1st, I vacuumed the rug thoroughly.
Then, I measured where I wanted my lines to be. You could also use a stencil and do any pattern you wish.
For my rug, I made a mark every 1′, on the 5′ side. On the 7′ side, I made a mark at 10 1/2″, 21″, 42″, 63″ and 73 1/2″. I then played connect the dots, to make this pattern:
I wanted a mottled look to the painted areas. To create that, I first dipped my brush into water, then dipped it into the paint JUST ENOUGH TO COVER THE TIP. Remember, you not painting a wall.
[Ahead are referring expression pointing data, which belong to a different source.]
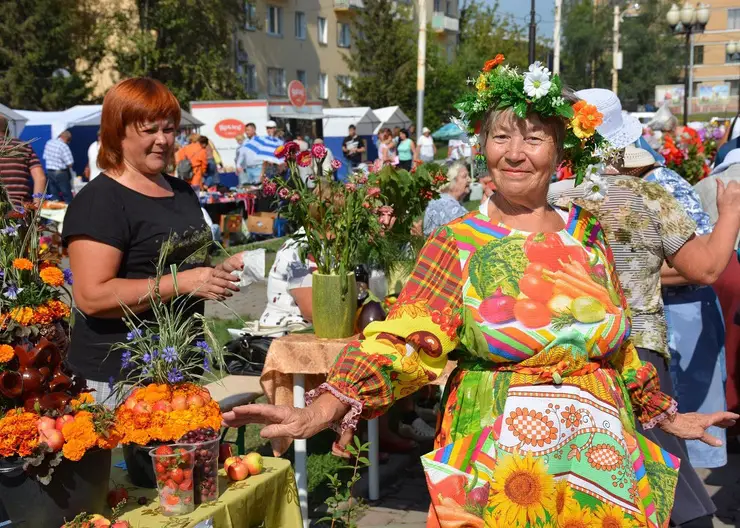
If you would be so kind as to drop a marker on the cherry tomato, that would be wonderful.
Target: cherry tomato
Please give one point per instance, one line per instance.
(546, 249)
(532, 314)
(537, 288)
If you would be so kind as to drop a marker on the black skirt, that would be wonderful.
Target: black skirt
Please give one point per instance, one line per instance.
(692, 500)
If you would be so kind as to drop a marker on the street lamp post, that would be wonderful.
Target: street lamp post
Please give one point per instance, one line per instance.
(688, 20)
(733, 50)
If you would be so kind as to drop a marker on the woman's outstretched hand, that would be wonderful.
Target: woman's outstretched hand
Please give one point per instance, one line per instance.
(693, 426)
(283, 421)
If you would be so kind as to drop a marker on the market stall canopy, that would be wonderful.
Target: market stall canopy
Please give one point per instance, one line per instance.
(16, 121)
(338, 120)
(448, 132)
(391, 117)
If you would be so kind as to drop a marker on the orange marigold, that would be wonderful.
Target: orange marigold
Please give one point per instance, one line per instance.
(491, 64)
(22, 264)
(52, 276)
(23, 315)
(6, 353)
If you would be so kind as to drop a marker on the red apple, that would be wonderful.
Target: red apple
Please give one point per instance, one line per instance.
(142, 407)
(62, 420)
(179, 403)
(238, 471)
(254, 463)
(195, 401)
(224, 452)
(53, 438)
(162, 405)
(45, 423)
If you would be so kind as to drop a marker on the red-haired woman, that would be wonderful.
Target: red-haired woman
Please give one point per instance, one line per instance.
(116, 226)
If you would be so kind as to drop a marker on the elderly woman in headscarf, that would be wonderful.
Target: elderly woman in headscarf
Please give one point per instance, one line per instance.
(646, 226)
(538, 426)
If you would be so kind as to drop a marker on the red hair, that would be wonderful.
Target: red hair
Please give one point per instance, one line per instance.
(132, 102)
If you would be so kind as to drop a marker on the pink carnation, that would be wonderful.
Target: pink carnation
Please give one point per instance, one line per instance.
(318, 151)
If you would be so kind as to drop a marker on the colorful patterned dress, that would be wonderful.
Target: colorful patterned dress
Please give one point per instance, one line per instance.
(538, 425)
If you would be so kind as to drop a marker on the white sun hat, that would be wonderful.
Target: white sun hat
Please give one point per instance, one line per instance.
(636, 157)
(619, 128)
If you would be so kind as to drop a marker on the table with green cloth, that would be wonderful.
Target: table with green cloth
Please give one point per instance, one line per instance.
(270, 498)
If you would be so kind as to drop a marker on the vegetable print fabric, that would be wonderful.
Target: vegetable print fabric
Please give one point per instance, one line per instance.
(538, 427)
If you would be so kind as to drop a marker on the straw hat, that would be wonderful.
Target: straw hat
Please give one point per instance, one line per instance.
(636, 157)
(619, 128)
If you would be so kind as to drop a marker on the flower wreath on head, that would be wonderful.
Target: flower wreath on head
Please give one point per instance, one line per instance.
(535, 91)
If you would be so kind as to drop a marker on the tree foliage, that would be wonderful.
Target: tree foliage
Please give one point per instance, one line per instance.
(186, 44)
(48, 51)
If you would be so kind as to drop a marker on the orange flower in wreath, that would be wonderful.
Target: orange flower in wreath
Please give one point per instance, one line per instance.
(22, 264)
(491, 64)
(6, 353)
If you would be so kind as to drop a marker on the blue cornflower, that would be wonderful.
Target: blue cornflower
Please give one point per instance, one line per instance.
(126, 359)
(169, 354)
(175, 376)
(204, 346)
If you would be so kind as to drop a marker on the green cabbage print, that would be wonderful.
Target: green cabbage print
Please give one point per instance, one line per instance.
(499, 264)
You will be blotting the brush onto the rug, and you must repeatedly dip the brush into the water, then paint.
Note: If you do not want the “mottled” look, and wish to have an evenly painted area, I would wet the carpet down by using a spray bottle filled with water, and then using a roller to roll the paint on.
Next, I blotted the brush onto my 1st section making sure it was evenly coated, yet still a thin layer. (Remember, thin coats are the key to making this look amazing) The color will not be totally even until you complete that second coat. Here is my starting area, with only 1 coat of paint:
By the time you reach the end of the rug, that 1st section you started at should be dry enough that you can start your 2nd coat. For the look I wanted, I needed 2 coats.
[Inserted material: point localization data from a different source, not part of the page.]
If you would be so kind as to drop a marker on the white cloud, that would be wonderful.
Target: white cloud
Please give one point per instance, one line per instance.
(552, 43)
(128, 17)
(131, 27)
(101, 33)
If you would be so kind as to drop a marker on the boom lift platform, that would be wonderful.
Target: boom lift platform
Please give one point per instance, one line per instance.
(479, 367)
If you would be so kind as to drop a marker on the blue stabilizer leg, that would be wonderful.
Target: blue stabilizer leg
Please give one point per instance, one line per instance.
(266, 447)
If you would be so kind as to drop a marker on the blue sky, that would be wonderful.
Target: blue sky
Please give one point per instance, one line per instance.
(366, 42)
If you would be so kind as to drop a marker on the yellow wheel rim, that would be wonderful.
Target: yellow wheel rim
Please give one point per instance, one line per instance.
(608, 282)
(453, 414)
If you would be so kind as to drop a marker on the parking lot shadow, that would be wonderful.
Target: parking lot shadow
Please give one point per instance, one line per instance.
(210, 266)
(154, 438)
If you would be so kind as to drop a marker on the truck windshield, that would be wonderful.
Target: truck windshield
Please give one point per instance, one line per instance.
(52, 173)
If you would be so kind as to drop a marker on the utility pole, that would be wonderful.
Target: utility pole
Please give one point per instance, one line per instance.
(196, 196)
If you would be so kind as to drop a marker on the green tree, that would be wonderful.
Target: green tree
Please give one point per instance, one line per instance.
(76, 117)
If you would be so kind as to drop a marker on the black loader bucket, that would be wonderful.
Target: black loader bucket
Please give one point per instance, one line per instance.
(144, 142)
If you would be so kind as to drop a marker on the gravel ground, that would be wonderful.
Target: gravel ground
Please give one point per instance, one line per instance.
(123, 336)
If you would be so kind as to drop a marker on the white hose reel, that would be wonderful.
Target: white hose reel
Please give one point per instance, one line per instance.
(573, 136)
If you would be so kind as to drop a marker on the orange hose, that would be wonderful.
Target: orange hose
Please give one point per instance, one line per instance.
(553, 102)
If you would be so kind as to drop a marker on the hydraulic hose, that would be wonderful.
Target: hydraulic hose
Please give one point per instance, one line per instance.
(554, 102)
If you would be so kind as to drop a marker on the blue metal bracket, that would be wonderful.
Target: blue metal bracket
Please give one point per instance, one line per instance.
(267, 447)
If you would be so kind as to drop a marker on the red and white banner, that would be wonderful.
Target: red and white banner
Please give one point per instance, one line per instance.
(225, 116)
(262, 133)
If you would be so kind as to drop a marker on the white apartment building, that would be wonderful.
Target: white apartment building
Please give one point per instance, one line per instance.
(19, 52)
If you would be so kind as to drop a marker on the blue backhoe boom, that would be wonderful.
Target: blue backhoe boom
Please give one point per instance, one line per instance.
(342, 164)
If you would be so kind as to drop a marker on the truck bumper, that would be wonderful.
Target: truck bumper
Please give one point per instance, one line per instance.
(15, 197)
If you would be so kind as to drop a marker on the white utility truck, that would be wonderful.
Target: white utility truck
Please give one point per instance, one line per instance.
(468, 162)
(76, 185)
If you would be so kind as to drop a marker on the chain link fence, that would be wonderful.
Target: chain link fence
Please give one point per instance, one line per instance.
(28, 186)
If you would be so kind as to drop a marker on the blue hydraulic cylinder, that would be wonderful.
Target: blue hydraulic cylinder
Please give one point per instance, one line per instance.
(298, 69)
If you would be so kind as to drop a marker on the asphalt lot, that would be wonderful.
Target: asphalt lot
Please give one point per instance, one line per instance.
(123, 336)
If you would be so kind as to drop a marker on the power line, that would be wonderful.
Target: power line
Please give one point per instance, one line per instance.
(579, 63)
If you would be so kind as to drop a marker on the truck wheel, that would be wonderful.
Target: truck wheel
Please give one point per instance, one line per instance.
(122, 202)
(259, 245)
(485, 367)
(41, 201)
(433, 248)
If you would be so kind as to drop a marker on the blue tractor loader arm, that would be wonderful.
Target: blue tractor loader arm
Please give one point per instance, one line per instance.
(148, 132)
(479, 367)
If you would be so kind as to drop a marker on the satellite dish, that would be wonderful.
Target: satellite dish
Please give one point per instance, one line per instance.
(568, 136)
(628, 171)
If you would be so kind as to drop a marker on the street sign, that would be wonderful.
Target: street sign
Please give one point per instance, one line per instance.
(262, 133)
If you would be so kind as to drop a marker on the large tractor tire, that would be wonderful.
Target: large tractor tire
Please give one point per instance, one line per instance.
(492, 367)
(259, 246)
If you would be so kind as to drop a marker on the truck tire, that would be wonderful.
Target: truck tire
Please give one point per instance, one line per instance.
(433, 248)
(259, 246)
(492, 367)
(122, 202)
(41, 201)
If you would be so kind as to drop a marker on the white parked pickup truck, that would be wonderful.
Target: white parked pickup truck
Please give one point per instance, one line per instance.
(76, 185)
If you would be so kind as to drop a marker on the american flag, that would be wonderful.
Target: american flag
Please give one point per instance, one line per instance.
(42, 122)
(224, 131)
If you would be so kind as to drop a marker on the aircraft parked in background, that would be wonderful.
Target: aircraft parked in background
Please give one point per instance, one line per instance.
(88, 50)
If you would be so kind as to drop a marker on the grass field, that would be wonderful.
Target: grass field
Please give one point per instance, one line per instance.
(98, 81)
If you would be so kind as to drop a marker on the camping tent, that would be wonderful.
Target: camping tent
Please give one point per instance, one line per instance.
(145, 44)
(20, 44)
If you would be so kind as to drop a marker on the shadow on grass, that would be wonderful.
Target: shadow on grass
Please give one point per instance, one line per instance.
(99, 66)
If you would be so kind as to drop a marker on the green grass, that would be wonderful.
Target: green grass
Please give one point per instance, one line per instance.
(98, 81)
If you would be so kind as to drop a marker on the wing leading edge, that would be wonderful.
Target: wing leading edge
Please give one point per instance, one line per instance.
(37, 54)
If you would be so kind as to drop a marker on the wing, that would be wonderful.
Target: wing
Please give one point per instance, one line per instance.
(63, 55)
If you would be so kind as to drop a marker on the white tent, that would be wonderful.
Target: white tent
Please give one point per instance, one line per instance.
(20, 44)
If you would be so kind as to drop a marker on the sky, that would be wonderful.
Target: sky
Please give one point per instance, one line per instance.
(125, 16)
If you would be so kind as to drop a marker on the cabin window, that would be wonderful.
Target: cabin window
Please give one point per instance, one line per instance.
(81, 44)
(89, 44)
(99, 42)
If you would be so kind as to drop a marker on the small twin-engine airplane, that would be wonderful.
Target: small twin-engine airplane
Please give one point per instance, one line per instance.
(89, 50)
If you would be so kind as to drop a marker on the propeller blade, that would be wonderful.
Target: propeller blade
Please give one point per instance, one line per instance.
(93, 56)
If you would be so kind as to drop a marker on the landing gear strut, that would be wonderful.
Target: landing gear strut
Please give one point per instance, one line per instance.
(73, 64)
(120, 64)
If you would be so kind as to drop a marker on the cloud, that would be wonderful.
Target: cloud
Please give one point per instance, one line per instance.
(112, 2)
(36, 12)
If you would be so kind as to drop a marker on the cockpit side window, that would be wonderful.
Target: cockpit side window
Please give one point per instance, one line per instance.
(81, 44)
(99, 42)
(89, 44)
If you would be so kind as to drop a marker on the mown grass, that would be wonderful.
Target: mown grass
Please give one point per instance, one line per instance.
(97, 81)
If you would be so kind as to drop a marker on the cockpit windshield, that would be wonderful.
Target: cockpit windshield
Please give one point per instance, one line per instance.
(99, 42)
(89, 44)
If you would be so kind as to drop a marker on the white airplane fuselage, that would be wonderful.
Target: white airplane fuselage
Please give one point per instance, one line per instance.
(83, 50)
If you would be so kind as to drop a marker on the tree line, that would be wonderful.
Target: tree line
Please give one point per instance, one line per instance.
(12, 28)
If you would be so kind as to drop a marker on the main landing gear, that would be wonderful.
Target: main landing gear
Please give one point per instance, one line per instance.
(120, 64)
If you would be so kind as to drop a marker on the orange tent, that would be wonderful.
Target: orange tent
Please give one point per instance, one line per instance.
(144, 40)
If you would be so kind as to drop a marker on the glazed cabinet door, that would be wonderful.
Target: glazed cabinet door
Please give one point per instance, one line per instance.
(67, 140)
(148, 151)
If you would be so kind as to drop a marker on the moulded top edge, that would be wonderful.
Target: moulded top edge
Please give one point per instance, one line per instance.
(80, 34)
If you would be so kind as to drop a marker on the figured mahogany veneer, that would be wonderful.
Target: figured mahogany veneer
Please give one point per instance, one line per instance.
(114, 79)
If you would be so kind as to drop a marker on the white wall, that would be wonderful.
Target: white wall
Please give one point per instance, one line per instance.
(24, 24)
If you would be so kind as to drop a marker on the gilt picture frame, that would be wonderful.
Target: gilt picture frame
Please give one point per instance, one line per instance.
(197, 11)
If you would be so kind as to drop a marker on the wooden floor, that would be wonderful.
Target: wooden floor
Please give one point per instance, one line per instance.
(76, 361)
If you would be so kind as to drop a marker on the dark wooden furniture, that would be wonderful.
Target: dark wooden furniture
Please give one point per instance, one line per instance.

It took about 4 hours to paint a 5’ X 7’ rug.
Finally, I peeled the tape off, and let it dry completely overnight. The next day, I vacuumed it and laid it out. It looks great!
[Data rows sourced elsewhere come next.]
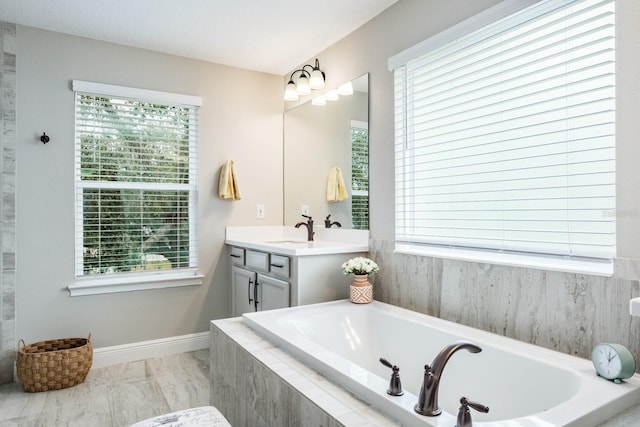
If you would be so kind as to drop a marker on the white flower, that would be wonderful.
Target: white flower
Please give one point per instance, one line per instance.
(359, 265)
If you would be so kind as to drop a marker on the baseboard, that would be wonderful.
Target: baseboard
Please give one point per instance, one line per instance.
(106, 356)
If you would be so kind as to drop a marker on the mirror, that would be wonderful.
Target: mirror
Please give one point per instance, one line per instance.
(319, 138)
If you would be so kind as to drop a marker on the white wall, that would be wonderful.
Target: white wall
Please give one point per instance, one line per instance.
(240, 119)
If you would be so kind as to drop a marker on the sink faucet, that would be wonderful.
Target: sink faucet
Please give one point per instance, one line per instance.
(309, 225)
(328, 223)
(428, 400)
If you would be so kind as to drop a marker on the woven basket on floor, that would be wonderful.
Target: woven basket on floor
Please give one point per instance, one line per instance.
(53, 364)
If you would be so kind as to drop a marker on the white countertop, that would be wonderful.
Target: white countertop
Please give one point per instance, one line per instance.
(292, 241)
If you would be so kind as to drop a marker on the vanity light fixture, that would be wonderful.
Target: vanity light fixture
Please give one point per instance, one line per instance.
(307, 81)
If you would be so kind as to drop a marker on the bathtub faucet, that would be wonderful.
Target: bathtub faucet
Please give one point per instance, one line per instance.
(428, 399)
(309, 225)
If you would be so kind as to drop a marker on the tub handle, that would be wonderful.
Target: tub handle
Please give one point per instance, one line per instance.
(464, 415)
(395, 385)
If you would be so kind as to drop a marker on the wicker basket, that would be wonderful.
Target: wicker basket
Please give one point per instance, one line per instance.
(54, 364)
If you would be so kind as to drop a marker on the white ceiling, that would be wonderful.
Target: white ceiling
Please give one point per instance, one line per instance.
(272, 36)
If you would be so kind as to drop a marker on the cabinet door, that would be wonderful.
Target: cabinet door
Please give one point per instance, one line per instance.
(243, 285)
(272, 293)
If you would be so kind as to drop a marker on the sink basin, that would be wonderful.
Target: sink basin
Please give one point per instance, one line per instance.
(280, 242)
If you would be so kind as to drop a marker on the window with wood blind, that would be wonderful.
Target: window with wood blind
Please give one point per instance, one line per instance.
(359, 175)
(136, 186)
(505, 138)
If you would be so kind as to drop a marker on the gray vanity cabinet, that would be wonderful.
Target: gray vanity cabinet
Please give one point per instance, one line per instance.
(273, 293)
(255, 281)
(285, 280)
(243, 287)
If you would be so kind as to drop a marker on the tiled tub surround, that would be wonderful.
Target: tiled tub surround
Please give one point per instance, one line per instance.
(255, 383)
(566, 312)
(523, 384)
(7, 201)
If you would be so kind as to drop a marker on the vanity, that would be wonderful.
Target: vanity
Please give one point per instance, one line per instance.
(276, 267)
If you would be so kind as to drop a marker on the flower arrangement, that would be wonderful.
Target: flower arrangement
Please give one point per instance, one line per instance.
(359, 265)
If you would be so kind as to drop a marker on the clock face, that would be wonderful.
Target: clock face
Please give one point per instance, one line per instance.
(606, 361)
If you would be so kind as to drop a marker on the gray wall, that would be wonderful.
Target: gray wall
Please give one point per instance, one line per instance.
(568, 312)
(7, 201)
(240, 119)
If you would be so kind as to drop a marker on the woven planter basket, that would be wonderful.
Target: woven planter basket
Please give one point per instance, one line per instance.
(54, 364)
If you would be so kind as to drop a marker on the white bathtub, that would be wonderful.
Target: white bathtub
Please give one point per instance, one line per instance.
(523, 385)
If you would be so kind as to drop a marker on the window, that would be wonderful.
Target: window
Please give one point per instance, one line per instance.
(505, 138)
(136, 187)
(359, 175)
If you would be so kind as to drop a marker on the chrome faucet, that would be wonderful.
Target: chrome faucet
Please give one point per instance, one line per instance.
(428, 399)
(329, 224)
(309, 225)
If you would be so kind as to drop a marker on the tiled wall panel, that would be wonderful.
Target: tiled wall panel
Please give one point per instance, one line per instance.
(566, 312)
(7, 201)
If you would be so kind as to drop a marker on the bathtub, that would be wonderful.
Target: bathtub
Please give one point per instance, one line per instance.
(522, 384)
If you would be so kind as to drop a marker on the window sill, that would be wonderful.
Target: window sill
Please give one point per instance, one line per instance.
(135, 282)
(542, 262)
There is a bit of “crust” as one of my littles noticed. When you paint a rug, there is always going to be some degree of “crust”. I have noticed with other rugs I have painted, that the crusty feel does go away after a while; and I have not noticed a difference between using fabric medium versus water.
Would I suggest this on a thick rug? Probably not.
If I hadn’t have had most of the supplies on hand, this project would have cost me about $20.00. That includes the cost of a quart of white paint, a brush, and painter’s tape. That’s STILL a huge saving compared to a brand-new rug!